LivingSide Feature

At GableStage: A Soaring Solo 

Harry Clarke is a mesmerizing, one-man masterpiece

By Tina Wyngate / Photos by Magnus Stark

My friend who attended the performance with me stood silent for a moment afterwards. “Genius,” he said. “Pure genius.” I was in equal owe. The one-man performance by Mark H. Dold we had just witnessed was some of the best live theater I’d ever seen. For nearly 90 minutes, Dold held the audience hypnotized by his portrayal of Harry Clarke, the eponymous anti-hero of the same-named play by David Cale.

Harry Clarke is the story of an ordinary man from the Midwest named Philip Brugglestein, with a ne’re-do-well alternate personality (you guessed it, Harry Clarke, hailing from an imaginary London). And what a story it is. The script is a narrative that keeps you guessing, wanting to know where this tale is going next. It is a story of both self-discovery and shameless opportunism, both funny and scathing, simultaneously intriguing and irreverent.
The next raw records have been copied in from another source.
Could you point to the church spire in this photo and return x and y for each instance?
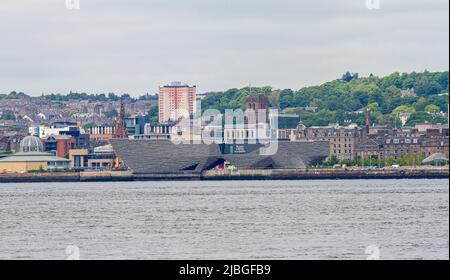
(121, 128)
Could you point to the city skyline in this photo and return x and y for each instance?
(136, 47)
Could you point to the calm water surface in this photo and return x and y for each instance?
(405, 219)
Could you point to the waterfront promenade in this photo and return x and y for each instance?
(211, 175)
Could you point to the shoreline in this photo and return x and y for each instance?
(230, 175)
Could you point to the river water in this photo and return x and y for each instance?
(386, 219)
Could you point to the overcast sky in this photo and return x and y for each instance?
(134, 46)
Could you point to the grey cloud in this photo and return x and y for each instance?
(134, 46)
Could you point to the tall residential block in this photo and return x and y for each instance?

Dold – an award-winning veteran of Broadway, Off-Broadway, TV, and film – does an extraordinary job of keeping the audience engaged. He delivers the wit and wisdom of Cale’s script with bulls-eye precision, able to pull off a range of accents and personalities that seamlessly moves the storytelling along. Like Nabokov’s Humbert Humbert in Lolita, you can’t help but develop an affection for this rascal who is ultimately a manipulator and user of other people.

This play is a ride that you don’t want to get off, delivering a brilliant performance of a superb script. As the launch of the Gablestage’s 27th season – and the fifth season for GableStage producing artistic director Bari Newport – Harry Clarke delivers a performance more than worthy of both and sets the bar almost impossibly high for the caliber of live entertainment in Coral Gables. Kudos also to veteran director Julianne Boyd, who first coached Dold in the Barrington Stage Company’s post-Covid production of Harry Clarke. This is one not to miss.